Officials also announced the launch of the White House Healthy Campus Challenge, which seeks "to engage college and university campuses in enrollment efforts nationwide," said White House chief of staff Denis McDonough in a blog post.

That campaign will ask college administrators, students, faculty and others connected with the schools "to reach the uninsured both on campus and in the surrounding community."

"While we will work with all types of colleges and universities, we will focus our attention on community colleges, since community college students may not be able to get covered through their college or may not have access to coverage through parents' plan," McDonough wrote.

Young adults continue to have the highest rates of uninsurance, despite having seen the biggest gains in coverage rates under the Affordable Care Act.

That fact is worrisome to Obamacare advocates, as well as to insurers, since the premiums paid by healthier young adults enrolled in individual market health plans can offset the benefit costs incurred from covering older, less healthy customers.
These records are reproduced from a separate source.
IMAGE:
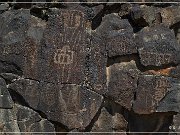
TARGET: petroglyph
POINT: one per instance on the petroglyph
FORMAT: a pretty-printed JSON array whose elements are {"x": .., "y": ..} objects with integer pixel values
[{"x": 64, "y": 56}]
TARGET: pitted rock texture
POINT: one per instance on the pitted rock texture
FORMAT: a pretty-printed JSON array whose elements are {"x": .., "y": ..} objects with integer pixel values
[{"x": 89, "y": 66}]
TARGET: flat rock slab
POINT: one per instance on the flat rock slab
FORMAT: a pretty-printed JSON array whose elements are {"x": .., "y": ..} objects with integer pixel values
[
  {"x": 118, "y": 35},
  {"x": 150, "y": 91},
  {"x": 122, "y": 83},
  {"x": 159, "y": 46},
  {"x": 70, "y": 104},
  {"x": 108, "y": 122},
  {"x": 170, "y": 15},
  {"x": 64, "y": 52},
  {"x": 96, "y": 65},
  {"x": 23, "y": 119}
]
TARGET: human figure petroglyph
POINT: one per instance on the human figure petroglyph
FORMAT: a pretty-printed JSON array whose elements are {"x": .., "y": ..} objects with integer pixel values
[
  {"x": 72, "y": 19},
  {"x": 48, "y": 97},
  {"x": 160, "y": 88},
  {"x": 64, "y": 57}
]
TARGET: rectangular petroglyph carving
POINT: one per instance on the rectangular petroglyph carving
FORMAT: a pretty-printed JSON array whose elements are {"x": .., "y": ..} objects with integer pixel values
[
  {"x": 154, "y": 58},
  {"x": 161, "y": 86},
  {"x": 68, "y": 45},
  {"x": 73, "y": 23}
]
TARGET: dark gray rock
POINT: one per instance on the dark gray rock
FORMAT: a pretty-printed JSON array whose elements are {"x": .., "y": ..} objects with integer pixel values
[
  {"x": 159, "y": 46},
  {"x": 22, "y": 119},
  {"x": 170, "y": 15},
  {"x": 4, "y": 7},
  {"x": 96, "y": 65},
  {"x": 175, "y": 72},
  {"x": 64, "y": 51},
  {"x": 151, "y": 91},
  {"x": 156, "y": 122},
  {"x": 122, "y": 83},
  {"x": 171, "y": 100},
  {"x": 70, "y": 104},
  {"x": 118, "y": 35},
  {"x": 143, "y": 15},
  {"x": 108, "y": 122},
  {"x": 5, "y": 98}
]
A number of Obamacare insurers this year have cited an imbalanced risk pool — one in which they pay out more money in benefits than they take in from premiums — as a reason they need double-digit premium hikes, or why they are exiting Obamacare marketplaces.

Kevin Counihan, CEO of the federal Obamacare exchange HealthCare.gov, said that more than 9 out of every 10 young adults who is eligible to enroll in an Obamacare plan have low or moderate incomes that would qualify them for federal tax credits that would reduce what they pay in monthly premiums.

"But that fact hasn't fully permeated the millennial community, and we want to change that," said Counihan, whose marketplace sells health plans in 38 states.

"This year, we'll be using new tactics and strategies to reach young adults where they are and deliver the message that they have affordable coverage options. These new tactics will both benefit young Americans and strengthen the marketplace risk pool."

Counihan and other officials this past summer said they would be focusing on boosting millennial sign-ups in the upcoming open enrollment season.

The IRS previously announced that it will conduct outreach about enrollment for the first time to uninsured adults who paid the Obamacare penalty for not having health coverage, or who claimed an exemption from that fine. Around 45 percent of tax filers who paid a penalty or who claimed an exemption are under age 35.